Monday, October 20, 2014

Advancements Imbroglio

Scientists and their significant others gathered once again in Las Vegas this month for the annual Know-It-All Conference.  The KIAC, as only one unpopular researcher calls it, is open to anyone who calls him- or herself a scientist, or those who play them on television or in the cinema.  As such, people dressed like Lex Luthor or Linus Pauling are not uncommon, but in general, one is grateful that those who make a living in science has not developed a taste for cosplay.

Although there are reports of many backroom deals and sometimes deadly demonstrations of untested technology, the average visitor will get to see only boring workshops, interminable lectures, people with pale, pasty skin getting inebriated on light beer and cheap well drinks, and of course the obligatory condescending stripper.  But this year someone accidentally left a door propped open, ostensibly for the pizza delivery guy, and some attendees got a firsthand glimpse, or more than a glimpse if they hid from security, of the fabled Secret Projects Hall.

Though the conference organizers still deny its existence, and do so sounding weirdly like former United States President John Tyler, some exposés online and in small-circulation magazines like I Told You So! and Mulder Was Right Monthly provide an incomplete but tantalizing look into what people generally smarter than you or I are clandestinely working on, when surely they could at the very least work on something like deodorant or antiperspirant.  Below are a few projects allegedly in planning or in beta-testing by scientists of the world.

The Kitten Implicator.  A dastardly breach of the feline-canine detente that has lasted centuries, the Kitten Implicator either makes dogs more cat-like, or vice versa; the device is said to "eliminate the non-specific difference between the pets."  The name derives from the suburban belief that dogs receive more blame for mishaps around the house than cats.  Worry-warts warn that the Kitten Implicator may bring to end the notion of a "dog person" or a "cat lady" entirely.

Electronic Fanny Tango.  This bizarrely named device purports to control the minds of mosquitoes, although first trials suggest that it mainly affects male mosquitoes, and no one cares a whit about them.

New Touchy Bootlegger.  A fascinating piece of equipment that can download a new movie before it is put online or even released to the theaters.  Its creators will not admit that they are using a miniature black hole to power their machine, nor will they explain why the device cries when you whistle.

Dr.

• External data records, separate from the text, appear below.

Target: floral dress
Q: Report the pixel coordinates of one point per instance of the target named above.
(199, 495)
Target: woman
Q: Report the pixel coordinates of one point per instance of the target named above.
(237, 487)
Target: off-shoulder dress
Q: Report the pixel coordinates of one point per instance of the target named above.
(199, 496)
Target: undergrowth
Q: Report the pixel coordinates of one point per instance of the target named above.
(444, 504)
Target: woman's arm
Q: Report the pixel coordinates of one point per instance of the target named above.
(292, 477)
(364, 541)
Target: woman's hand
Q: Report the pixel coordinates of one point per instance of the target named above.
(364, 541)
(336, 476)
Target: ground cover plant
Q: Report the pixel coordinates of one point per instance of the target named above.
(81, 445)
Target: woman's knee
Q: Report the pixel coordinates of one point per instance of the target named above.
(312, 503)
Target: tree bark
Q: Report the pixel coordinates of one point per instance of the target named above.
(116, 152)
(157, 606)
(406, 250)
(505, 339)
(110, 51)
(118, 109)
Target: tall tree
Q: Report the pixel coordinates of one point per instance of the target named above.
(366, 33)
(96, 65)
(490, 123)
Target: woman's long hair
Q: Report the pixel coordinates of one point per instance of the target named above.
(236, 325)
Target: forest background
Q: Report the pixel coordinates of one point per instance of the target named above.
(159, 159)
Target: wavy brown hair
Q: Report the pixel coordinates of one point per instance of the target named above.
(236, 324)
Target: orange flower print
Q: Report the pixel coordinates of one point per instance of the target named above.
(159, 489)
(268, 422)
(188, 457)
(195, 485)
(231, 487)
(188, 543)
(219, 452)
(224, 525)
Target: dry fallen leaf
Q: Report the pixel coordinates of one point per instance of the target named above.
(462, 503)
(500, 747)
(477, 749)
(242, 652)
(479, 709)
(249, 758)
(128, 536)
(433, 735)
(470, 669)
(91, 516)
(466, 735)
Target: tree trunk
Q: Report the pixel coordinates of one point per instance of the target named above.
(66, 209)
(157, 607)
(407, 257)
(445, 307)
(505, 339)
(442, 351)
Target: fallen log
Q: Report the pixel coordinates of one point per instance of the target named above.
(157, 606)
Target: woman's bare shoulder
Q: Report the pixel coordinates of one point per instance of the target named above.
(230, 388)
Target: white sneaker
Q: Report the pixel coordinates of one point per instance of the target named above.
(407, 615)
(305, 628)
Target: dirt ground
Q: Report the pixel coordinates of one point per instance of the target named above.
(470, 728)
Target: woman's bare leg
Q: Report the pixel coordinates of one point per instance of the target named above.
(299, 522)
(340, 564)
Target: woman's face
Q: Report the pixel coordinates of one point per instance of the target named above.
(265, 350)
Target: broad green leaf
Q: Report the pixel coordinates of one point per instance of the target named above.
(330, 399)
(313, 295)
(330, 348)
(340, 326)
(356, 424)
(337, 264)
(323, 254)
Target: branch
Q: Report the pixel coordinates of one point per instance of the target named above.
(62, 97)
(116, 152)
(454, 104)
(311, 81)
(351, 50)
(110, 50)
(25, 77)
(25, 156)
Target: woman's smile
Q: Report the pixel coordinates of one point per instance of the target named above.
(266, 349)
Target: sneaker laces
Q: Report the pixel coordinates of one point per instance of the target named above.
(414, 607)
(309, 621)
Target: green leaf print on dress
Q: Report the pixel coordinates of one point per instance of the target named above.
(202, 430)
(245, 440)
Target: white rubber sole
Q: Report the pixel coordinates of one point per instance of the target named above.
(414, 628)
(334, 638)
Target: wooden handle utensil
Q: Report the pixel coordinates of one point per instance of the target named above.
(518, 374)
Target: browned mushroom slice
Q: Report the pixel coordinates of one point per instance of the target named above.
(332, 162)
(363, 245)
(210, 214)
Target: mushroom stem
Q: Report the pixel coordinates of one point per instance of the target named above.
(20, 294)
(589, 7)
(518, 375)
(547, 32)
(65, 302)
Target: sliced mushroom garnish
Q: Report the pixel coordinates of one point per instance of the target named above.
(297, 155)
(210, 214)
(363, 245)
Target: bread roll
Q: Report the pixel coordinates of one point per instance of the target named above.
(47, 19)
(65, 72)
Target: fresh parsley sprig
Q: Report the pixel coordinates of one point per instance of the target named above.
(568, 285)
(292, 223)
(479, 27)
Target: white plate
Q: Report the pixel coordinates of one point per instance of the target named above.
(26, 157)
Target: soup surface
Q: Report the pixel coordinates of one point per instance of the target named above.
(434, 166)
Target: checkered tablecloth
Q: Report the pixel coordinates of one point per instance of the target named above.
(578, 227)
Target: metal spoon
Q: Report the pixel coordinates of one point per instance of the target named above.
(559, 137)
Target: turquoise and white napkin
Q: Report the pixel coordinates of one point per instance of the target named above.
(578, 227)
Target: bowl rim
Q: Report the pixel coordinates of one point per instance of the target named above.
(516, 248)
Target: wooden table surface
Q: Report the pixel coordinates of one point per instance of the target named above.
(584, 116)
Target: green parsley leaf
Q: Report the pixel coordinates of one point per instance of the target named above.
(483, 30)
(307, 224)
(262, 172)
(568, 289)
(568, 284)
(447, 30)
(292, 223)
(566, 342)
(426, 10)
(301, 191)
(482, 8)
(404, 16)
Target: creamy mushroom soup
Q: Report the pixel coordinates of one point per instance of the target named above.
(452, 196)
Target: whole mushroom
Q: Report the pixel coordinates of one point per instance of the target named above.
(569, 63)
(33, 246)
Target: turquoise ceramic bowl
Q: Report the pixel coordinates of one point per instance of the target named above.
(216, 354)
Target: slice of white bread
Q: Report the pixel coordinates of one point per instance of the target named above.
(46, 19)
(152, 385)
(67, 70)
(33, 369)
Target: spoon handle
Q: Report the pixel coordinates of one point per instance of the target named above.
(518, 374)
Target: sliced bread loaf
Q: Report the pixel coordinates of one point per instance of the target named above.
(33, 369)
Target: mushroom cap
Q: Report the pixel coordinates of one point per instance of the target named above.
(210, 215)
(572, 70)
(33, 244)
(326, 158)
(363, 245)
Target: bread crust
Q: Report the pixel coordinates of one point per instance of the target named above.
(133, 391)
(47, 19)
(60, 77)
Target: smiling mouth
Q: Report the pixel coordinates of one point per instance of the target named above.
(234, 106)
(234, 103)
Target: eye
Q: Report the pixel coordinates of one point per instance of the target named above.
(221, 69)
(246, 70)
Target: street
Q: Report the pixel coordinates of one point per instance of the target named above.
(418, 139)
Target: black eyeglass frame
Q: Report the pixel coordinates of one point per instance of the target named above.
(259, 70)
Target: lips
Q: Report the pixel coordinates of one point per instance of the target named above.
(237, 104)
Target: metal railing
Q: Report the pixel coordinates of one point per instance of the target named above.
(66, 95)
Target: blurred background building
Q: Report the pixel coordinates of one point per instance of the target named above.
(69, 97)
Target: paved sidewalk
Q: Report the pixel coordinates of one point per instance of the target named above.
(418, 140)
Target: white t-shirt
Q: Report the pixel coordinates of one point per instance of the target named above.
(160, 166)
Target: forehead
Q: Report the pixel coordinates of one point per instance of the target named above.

Electron Halloween Costume Kit For Teenagers.  While this may seem self-explanatory, this is actually a solar-powered collapsible Christmas tree that can be repurposed as a Hanukkah menorah and also as something that says "Happy Good Kwanzaa" on it, available in three self-described "African" colors.

Homebound Dog Collar.  Designed for people who would only like to pretend to be priests, presumably for moral or ethical reasons, this interesting jewelry-like contraption will, much like the "invisible fence" irresponsible dog owners use to torture their charges (no pun intended), deliver a low-level electric shock that increases in intensity the longer you are out among the parishioners.

Red Lightbulb.  A red lightbulb, of a lovely hue.  Most relaxing.  Once it's on, it's on.  When it is turned off, it lingers, like a sad memory, or the odor of someone who only eats bacon.

Condom Spaghetti.  No one had any interest discovering anything about this.

NSA Fan Club Tattoos.  Another bizarre name for a product, this intriguing invention attaches to your skin and encourages governmental spying.  Whether it is designed for military or civilian applications is unknown, although the pranking community has expressed extreme interest.

Red Orgasm Sausage.  While initial reports indicated that this foodstuff was made from the ejaculate of communists, later intelligence suggests it is simply excellent sausage developed from stem cells.